4. Back to the Mueller indictments…Ann Althouse made me happy. I don’t commonly appeal to authority, but I do respect Althouse, a good legal mind, and independent thinker, and like me, a frequent curmudgeon and iconoclast. I just saw her analysis of the new media spin on the indictments. Here is a sample, but do read it all:
The editors of the NYT in “Stop Letting the Russians Get Away With It, Mr. Trump.” [are] pointing at the new indictment as if it makes it obvious that the Russians already did something that amounts to a profound national security threat. But it’s far from obvious. In fact, I can’t see it at all.
“On Friday, Robert Mueller, the special counsel investigating Russia’s role in the 2016 election, filed criminal charges of fraud and identity theft against 13 Russian citizens and three Russian organizations, all alleged to have operated a sophisticated influence campaign intended to “sow discord in the U.S. political system.”
So… they engaged in speech and they meant to “sow discord.” I can’t see that as a profound national security threat. If we were to adopt that view and act upon it, there would be a profound threat to freedom of speech.
[“Specialists” at the Internet Research Agency] posed as Americans and created false identities to set up social media pages and groups aimed at attracting American audiences.”
Another day on the internet — people pretended to be what they are not. If you’re going to assume that readers of the internet are so naive as to take the crap that pops up on line at face value, you’re making the argument that we can’t even have a democracy at all. People are too stupid to vote. But we’re on the alert — even when we read the New York Times — that somebody’s always trying to con us.
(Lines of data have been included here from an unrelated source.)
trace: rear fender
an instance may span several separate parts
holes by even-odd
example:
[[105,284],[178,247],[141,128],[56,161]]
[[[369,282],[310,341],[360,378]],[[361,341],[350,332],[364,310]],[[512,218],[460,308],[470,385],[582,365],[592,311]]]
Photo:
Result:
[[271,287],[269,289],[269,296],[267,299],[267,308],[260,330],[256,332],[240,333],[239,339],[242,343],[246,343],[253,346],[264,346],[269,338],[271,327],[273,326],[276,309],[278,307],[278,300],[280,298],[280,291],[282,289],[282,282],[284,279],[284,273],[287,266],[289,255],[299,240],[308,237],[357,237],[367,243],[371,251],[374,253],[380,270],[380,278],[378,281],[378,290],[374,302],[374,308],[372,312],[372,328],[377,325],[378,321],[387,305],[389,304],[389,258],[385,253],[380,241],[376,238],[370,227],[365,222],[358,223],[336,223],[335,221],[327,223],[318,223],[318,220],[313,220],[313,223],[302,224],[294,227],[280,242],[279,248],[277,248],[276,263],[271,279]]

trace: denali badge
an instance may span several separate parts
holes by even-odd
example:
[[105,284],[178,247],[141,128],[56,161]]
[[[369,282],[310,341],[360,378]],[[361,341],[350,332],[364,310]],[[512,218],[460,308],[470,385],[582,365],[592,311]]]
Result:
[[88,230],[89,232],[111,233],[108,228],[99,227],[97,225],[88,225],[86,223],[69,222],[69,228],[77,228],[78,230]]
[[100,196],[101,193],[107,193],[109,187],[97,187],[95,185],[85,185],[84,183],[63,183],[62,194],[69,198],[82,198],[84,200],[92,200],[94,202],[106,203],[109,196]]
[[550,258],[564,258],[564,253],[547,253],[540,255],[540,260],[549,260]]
“The broad outlines of this interference have been known publicly for a while, but the sheer scope of the deception detailed in Friday’s indictments is breathtaking.”
Eh. I’m still breathing.
“By the spring of 2016, the operation had zeroed in on supporting Mr. Trump and disparaging Hillary Clinton.”
Because it was more chaos-y. So what?
Exactly. Or to quote Da Tech Guy again, “This doesn’t even reach the level of small potatoes, and anyone who tells you any different is a liar trying to spin you.” The rapidity with which the anti-Trump media and resistance pivoted to “See? By not taking this seriously, Trump has endangered our elections!” is breathtaking.